Infinite matrix operator

Question

Given a matrix of complex numbers $A=(a_{ij})_{i,j=1}^{\infty}$ and a operator $S$ on the space $l^1(\mathbb{C}) $ as $(x_i)_{i=1}^{\infty}\mapsto (y_i)_{i=1}^{\infty} $ where $y_i=\sum_{j=1}^{\infty} a_{ij}x_j$.

I need to show that the condition" $\sum_i|a_{ij}|<C$ for any $j$ (where C is constant number) " is equivalent to the fact that $S$ is bounded linear operator from $l^1$ to $l^1$.

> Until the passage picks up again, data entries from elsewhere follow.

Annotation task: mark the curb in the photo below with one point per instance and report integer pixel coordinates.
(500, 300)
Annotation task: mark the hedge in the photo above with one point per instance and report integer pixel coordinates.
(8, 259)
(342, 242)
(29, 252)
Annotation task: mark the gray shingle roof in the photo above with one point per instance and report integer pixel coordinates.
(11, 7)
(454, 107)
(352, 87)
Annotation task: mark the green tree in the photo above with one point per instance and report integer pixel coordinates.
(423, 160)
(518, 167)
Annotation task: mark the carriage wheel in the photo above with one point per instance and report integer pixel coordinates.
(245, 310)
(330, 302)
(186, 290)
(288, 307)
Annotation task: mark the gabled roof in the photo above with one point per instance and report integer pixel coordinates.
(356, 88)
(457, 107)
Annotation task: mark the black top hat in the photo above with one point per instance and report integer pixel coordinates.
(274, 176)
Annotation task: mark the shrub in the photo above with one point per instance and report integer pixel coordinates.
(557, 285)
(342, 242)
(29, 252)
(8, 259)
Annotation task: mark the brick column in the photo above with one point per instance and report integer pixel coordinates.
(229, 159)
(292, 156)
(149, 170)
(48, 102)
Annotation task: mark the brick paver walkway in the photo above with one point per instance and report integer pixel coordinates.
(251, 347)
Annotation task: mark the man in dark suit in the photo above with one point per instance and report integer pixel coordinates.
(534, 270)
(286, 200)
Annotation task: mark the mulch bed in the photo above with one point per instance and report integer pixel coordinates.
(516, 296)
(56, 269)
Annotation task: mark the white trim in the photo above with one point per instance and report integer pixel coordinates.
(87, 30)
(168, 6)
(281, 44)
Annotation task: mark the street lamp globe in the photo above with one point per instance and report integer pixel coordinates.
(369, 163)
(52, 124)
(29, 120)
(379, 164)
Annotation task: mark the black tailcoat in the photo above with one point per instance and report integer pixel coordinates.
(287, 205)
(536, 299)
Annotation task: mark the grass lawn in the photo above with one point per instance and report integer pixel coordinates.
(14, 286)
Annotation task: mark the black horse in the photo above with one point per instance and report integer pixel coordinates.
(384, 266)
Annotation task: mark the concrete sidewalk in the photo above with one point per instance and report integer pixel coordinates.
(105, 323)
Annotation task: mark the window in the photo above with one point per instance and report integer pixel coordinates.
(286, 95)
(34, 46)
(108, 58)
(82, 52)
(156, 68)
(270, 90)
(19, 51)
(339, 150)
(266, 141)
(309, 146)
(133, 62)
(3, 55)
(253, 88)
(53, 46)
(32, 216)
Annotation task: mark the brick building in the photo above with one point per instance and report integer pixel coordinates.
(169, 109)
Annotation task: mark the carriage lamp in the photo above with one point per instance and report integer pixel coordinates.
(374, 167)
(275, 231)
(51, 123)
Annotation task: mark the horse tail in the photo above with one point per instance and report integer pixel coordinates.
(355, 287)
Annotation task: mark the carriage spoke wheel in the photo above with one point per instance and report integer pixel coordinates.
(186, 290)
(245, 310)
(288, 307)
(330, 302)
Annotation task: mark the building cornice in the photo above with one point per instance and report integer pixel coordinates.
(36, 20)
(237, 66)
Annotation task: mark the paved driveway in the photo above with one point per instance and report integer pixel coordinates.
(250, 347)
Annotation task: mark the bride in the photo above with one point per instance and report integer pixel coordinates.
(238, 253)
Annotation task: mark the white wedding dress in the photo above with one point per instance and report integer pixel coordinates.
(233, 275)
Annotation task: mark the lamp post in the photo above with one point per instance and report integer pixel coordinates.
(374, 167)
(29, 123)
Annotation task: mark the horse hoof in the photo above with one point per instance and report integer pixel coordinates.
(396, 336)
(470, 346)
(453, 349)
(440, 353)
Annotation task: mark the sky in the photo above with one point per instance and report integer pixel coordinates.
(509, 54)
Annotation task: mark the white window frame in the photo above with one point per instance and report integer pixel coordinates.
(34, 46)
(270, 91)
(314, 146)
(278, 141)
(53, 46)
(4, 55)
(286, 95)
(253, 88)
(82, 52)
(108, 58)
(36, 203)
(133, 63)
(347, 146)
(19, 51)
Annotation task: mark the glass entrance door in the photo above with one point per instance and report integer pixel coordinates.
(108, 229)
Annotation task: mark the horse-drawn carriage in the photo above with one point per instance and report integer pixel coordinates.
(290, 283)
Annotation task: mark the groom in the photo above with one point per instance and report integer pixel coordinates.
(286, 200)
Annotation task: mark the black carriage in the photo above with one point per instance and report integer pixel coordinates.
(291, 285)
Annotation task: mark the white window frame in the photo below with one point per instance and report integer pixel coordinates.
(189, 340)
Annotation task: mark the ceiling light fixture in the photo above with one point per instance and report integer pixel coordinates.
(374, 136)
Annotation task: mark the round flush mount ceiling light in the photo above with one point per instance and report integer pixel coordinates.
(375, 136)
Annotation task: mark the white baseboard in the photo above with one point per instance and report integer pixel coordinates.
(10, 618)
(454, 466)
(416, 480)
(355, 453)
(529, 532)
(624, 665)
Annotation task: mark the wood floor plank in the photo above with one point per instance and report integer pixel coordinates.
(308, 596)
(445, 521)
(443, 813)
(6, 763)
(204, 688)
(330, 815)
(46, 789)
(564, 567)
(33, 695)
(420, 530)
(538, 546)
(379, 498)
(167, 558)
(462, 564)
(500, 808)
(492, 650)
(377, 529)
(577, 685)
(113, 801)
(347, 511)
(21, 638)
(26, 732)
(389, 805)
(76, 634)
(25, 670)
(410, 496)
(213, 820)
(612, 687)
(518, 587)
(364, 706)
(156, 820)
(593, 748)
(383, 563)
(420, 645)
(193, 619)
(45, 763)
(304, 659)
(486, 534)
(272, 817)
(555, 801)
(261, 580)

This condition is necessary: by taking the vectors which are zero except one index where they equal to 1. How can I show that it is also sufficient?

thank you.

Answer 1

It is a straightforward estimate: \begin{align} \|Sx\|_1&=\sum_{k=1}^\infty|(Sx)_k| =\sum_{k=1}^\infty\left|\sum_{j=1}^\infty a_{kj}x_j\right|\\ \ \\ \leq& \sum_{k=1}^\infty\sum_{j=1}^\infty |a_{kj}|\,|x_j| = \sum_{j=1}^\infty|x_j|\,\sum_{k=1}^\infty |a_{kj}|\\ \ \\ &\leq C\,\sum_{j=1}^\infty|x_j| =\|x\|_1. \end{align}